Michaela Diers: Ich finde erstmal, dass alle Kolleg_innen im Haus sehr kompetent arbeiten und nicht darauf gewartet haben, dass ich alles Mögliche verändere. Im Moment besteht natürlich ein hoher Veränderungsdruck von außen. Gesetzesänderungen, die sich auch auf die Kostenstruktur auswirken, eine Fülle von neuen Themen und ungewohnte Aufgaben verlangen so oder so an der einen oder anderen Stelle eine Veränderung. Das gehe ich selbstverständlich gemeinsam mit den Kolleg_innen aus den verschiedenen Arbeitsgruppen an. Ansonsten sind ja auch viele Ideen, wie man etwas anders oder besser machen kann, bereits vorhanden. Ich freue mich, dass die Berater_innen aus beiden Teams im Moment eine veränderte Form der Gruppenarbeit, nämlich die Freizeitaktionen „Op Jöck“ planen und organisieren. Da sind unglaublich viele kreative Ideen, was wir den Menschen, mit denen wir im BeWo zusammenarbeiten, an zusätzlichen Gruppen- und Freizeitangeboten machen können. Das wird jetzt gerade peu à peu umgesetzt.

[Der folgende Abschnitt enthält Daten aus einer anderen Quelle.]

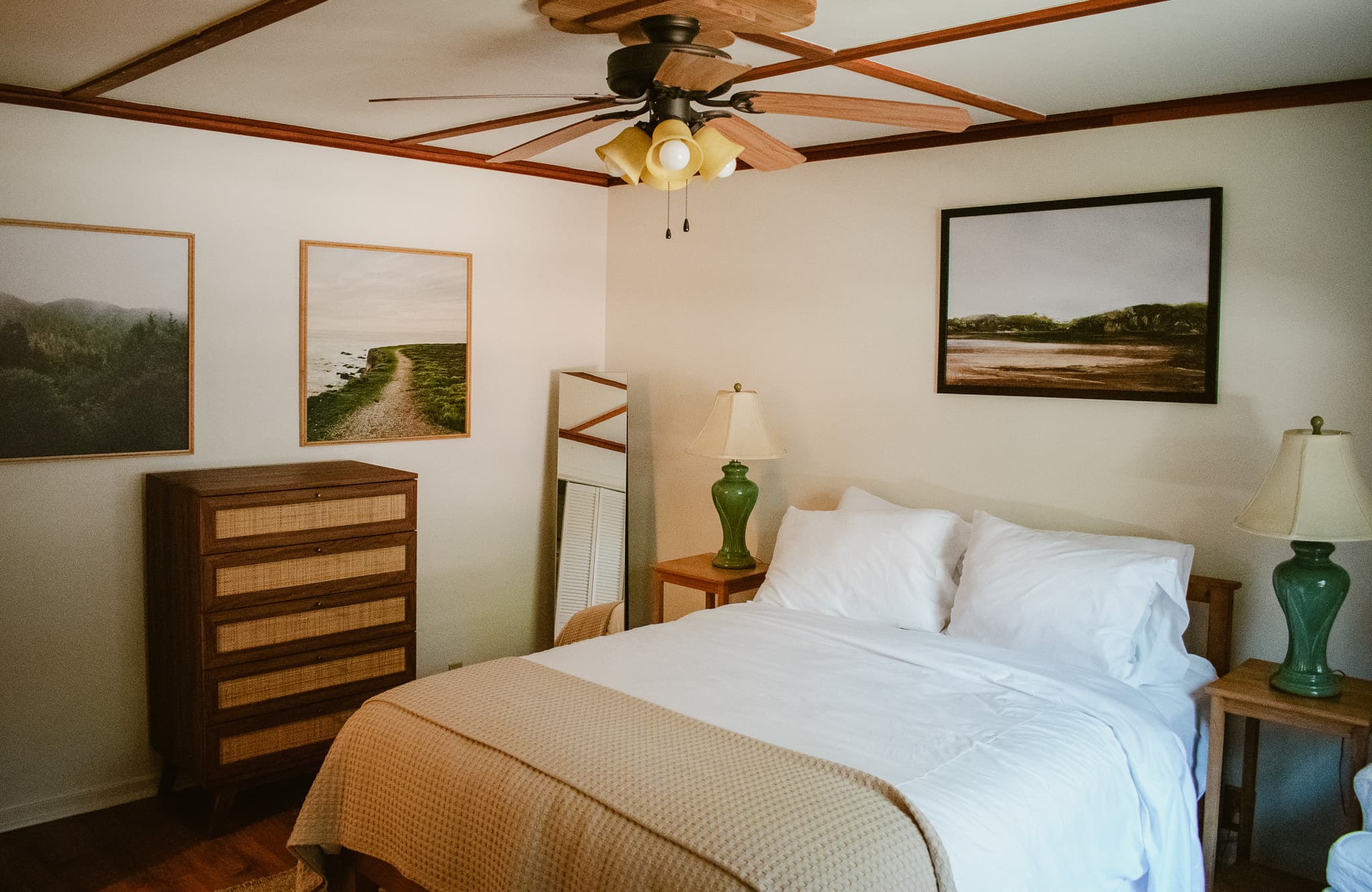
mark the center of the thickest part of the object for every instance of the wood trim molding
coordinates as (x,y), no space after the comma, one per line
(208,38)
(496,124)
(1356,90)
(949,35)
(287,132)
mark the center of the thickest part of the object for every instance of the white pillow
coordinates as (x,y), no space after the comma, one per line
(1062,596)
(855,498)
(882,567)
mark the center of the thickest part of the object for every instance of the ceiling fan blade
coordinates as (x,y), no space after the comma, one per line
(696,73)
(556,137)
(582,98)
(902,115)
(762,150)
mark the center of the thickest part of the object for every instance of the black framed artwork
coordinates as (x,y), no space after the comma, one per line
(1091,298)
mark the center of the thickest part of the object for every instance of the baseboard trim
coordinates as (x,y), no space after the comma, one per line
(81,802)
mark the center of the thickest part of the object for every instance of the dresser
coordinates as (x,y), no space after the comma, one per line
(279,599)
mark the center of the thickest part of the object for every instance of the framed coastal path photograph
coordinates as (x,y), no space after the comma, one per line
(1094,298)
(385,337)
(96,341)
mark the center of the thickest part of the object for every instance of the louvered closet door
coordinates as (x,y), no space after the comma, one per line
(592,565)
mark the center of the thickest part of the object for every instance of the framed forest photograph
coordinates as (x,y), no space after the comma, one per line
(96,341)
(385,337)
(1094,298)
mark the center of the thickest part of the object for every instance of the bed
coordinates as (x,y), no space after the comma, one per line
(1014,771)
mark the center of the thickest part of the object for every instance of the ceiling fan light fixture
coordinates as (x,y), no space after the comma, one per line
(626,154)
(669,168)
(719,153)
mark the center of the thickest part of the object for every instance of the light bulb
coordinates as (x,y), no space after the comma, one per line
(674,155)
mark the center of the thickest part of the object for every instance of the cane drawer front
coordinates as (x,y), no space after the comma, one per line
(275,740)
(294,571)
(234,523)
(301,678)
(271,630)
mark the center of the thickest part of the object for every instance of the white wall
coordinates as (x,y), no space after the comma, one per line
(73,717)
(818,287)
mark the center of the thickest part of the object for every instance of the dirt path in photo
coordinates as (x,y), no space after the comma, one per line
(394,415)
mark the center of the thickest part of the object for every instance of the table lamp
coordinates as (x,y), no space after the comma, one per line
(736,430)
(1315,497)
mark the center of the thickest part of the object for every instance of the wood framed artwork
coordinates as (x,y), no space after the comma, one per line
(385,344)
(1093,298)
(96,341)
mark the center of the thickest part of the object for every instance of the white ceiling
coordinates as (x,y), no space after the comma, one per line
(319,68)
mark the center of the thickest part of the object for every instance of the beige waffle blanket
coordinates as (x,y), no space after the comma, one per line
(509,775)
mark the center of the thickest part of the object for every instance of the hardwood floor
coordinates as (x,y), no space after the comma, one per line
(155,844)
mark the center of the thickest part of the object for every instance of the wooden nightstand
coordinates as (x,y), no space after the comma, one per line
(697,573)
(1246,692)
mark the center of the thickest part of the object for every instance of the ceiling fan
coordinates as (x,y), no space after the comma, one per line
(692,127)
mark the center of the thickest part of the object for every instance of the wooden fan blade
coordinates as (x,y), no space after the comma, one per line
(555,139)
(762,150)
(902,115)
(697,73)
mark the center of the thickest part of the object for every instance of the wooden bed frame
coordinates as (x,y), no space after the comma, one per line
(364,873)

Redaktion: Natürlich spielen die Kosten immer eine Rolle. Wenn du dir das perfekte Setting wünschen dürftest, wie sähe das in den jeweiligen Bereichen der Beratung aus?

Michaela Diers: Das perfekte Setting wird es niemals geben. Dafür verändern sich die Bedarfe zu schnell. Natürlich wäre es super, wenn wir im Dirk-Bach-Haus ein Angebot für schwule Männer mit HIV hätten. Wir freuen uns, wenn wir perspektivisch mehr Räume haben. Im Moment ist doch alles etwas beengt. Zusätzliche Kolleg_innen wären natürlich auch herzlich willkommen.

Redaktion: Du hast einen Therapiehund im Einsatz. Wie kann man sich das vorstellen, inwieweit bereichert er deine Arbeit?

Michaela Diers: Also, Paula ist eher ein Therapiehündchen und noch in Ausbildung. Im Moment ist sie ein fröhlicher und verspielter Junghund, der sich wahnsinnig freut, wenn jemand sie anspricht. Kurz: Am Feinschliff arbeiten wir noch in der Ausbildungsgruppe, aber allein durch ihr Dabeisein und ihre Freundlichkeit sorgt sie für gute Laune. Da ich relativ wenig direkt mit Klient_innen zu tun habe, ist sie da noch nicht im Einsatz. Allerdings wird sie zu Freizeitaktionen wie zum Beispiel beim Wandern mitkommen und bei einzelnen Klient_innen ist geplant, sie auch mitzunehmen, um die Menschen zum Beispiel zum Spaziergang zu motivieren oder Ängste vor dem Verlassen der Wohnung abzubauen. Da kann sie sicherlich helfen, indem sie das Gefühl von „der Hund beschützt mich“ vermittelt. Ich bin gespannt, wie es wird.

Danke für das Gespräch, Michaela.

Im Rahmen der Welt-Aids-Tag Aktionswoche 26.11 – 1.12.2018 führt die Aidshilfe Köln zahlreiche Aktionen durch, um auf die aktuelle Situation von Menschen mit HIV aufmerksam zu machen und um weiterhin bestehende Vorurteile abzubauen.